Si les algorithmes actuels sont doués d'extraordinaires capacités de calcul et d'analyse, dont il ne fait plus de doute qu'elles dépasseront totalement celles de l'humanité à relativement court terme, notre cerveau conserve l'avantage sur 3 domaines : la curiosité, la créativité et la communication. On peut contester la notion, avancée par C. Nunn, que cette exclusivité soit éternelle, mais il faut bien admettre que, pour l'instant et dans un avenir immédiat, notre domination sur ces terrains ne paraît guère menacée.
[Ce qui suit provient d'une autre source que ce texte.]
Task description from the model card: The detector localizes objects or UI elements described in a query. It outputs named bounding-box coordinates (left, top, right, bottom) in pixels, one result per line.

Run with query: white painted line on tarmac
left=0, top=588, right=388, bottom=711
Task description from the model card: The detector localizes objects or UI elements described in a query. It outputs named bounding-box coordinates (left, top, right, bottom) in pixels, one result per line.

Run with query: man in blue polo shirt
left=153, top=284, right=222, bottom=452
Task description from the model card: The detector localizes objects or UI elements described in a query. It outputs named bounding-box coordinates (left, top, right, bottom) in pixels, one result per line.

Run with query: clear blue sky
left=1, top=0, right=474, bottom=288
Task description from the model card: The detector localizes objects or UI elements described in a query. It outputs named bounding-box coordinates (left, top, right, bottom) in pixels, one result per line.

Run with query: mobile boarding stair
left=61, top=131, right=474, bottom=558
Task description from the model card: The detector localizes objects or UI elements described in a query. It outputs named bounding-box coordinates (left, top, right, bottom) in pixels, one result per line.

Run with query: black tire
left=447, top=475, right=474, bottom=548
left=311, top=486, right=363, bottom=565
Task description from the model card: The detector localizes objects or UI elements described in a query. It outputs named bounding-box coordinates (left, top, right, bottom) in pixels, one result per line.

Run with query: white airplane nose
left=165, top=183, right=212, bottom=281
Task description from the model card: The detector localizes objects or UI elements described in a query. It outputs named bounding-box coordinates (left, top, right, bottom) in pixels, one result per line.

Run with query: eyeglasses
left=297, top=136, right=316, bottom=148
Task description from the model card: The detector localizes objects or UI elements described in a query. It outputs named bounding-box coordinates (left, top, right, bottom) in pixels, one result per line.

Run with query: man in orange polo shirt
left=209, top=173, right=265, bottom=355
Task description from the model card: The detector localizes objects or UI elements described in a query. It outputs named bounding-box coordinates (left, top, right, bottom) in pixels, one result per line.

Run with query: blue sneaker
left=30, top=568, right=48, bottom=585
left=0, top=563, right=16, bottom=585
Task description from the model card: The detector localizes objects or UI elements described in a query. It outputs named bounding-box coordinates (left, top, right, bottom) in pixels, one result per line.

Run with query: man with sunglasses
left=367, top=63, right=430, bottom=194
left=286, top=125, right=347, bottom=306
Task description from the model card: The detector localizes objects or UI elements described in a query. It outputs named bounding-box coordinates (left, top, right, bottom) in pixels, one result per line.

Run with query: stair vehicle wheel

La curiosité est ce qui nous incite à poser des questions, à remettre en cause des systèmes établis, à rechercher des raisons profondes à toutes sortes de faits, de situations, d'actions… La créativité est son complément naturel, qui nous pousse à imaginer de nouvelles solutions à partir de nos constats et de nos observations. Enfin, la communication, ou, plutôt, l'empathie, nous permet d'établir un lien entre les deux qualités précédentes, en appréhendant les besoins d'autrui, client ou employé.

HSBC – Human Advantage

À l'énoncé de cette définition, il ne peut faire aucun doute que de telles aptitudes sont plus que jamais indispensables dans une institution financière afin d'accompagner les mutations du monde qui nous entoure, qu'il s'agisse de fournir les services ultra-personnalisés qu'attendent les clients ou de rendre plus efficaces les modèles historiques, avec leurs processus et leurs plates-formes informatiques. Si l'objectif de HSBC est de conseiller ses collaborateurs sur les compétences à développer pour continuer à progresser et prospérer dans leur carrière, elle tape incontestablement dans le mille.

En revanche, il resterait à aborder la nécessaire transformation de la culture de la banque, sans laquelle ces qualités seront absolument inutiles. Quel intérêt de demander aux employés d'être curieux si la tradition et le management étouffent toute tentative de questionnement sur les pratiques en vigueur ? Pourquoi exiger de la créativité si le moindre projet est soumis à des méthodes d'un autre temps et des délais qui se mesurent en années ? Que faire de l'empathie et à quoi bon exercer son jugement s'il faut en toutes circonstances se conformer à des procédures inflexibles et parfois incohérentes ?

En d'autres termes, les qualités fondamentalement humaines ne peuvent apporter de valeur que dans des entreprises dont le fonctionnement n'est pas lui-même robotisé. Si l'organisation persiste à ne laisser aucune autonomie aux collaborateurs et leur impose de suivre constamment les règles strictes édictées « en haut », il vaut certainement mieux les remplacer par des automates. Mais ce n'est pas ainsi que la banque pourra répondre aux besoins de ses clients et il s'agit donc d'une voie assurée vers l'obsolescence.